In all situations – even in broad daylight – the brightness of this OLED panel keeps everything properly viewable. And it is important to have an easy time glancing at the screen because the Tizen operating system tries to pack in as much as it can in the main screen. Some watch faces have hidden functionality when tapped upon. For example, the default face doubles up as a stopwatch. Even when features like these are running, small elements are strewn about the watch face to alert the user to changing circumstances like standing notifications or when the watch is not connected to a smartphone.

Make no mistake – this is the best way to read notifications on a smartwatch. Ever. The combination of the high quality screen and the rotating bezel to scroll down in even long notifications is an experience that is unparalleled by the touchscreen-centric Android Wear and the button pressing Pebble. Even when pictures load up in the preview, they’re shown in effective fashion and simply add to the idea that this watch is supposed to be more standalone than perpetually tethered to your smartphone.

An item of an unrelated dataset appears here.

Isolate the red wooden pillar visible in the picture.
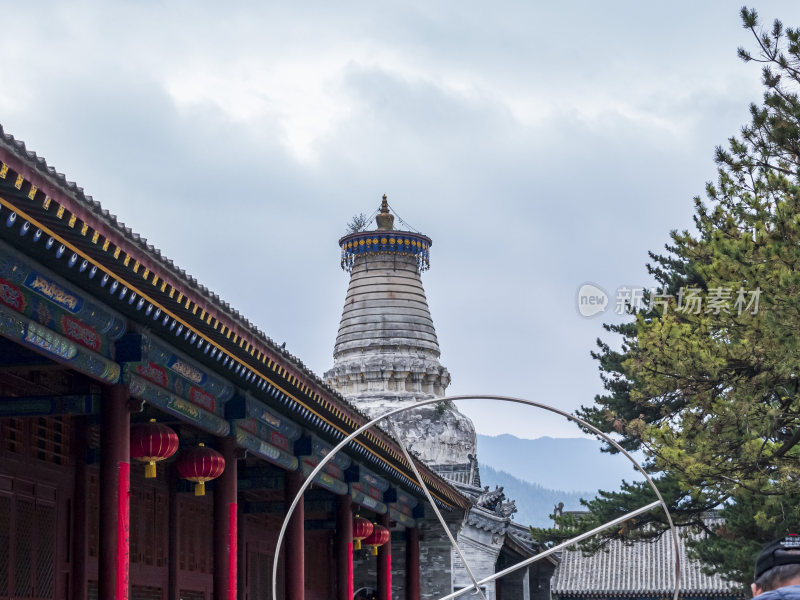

So, for a watch that wants to do as much as possible, there has to be quite a bit of power under the hood. For the Gear S3, this comes in the form of an Exynos 7270, born and optimized by Samsung and for Samsung, in the case of their own smartwatch operating system Tizen. It comes at no surprise, then, that the watch simply flies through its operating system and applications. A quick spin of the rotating bezel shows how fluidly all of the widgets and screens zip past with no issues at all.

The only problems we had with applications came from third party developed downloads from the Gear Manager. This is not so much the problem of the watch and its processing power, but from the development of the apps. While this is an issue that bears mentioning, the core experience of the Gear S3 is still about as good as it can get – and that says a lot, because this watch tries to do a lot out of the box.


As mentioned earlier, we have been able to use a 4G LTE enabled version of the Gear S3 that comes with a few extras. Namely, the ability to sync up the watch without needing to be around the smartphone it pairs with. Setting up the Gear Manager properly means that as long as both the smartphone and smartwatch are connected to some sort of network, notifications will come to the Gear S3, no matter where the user is.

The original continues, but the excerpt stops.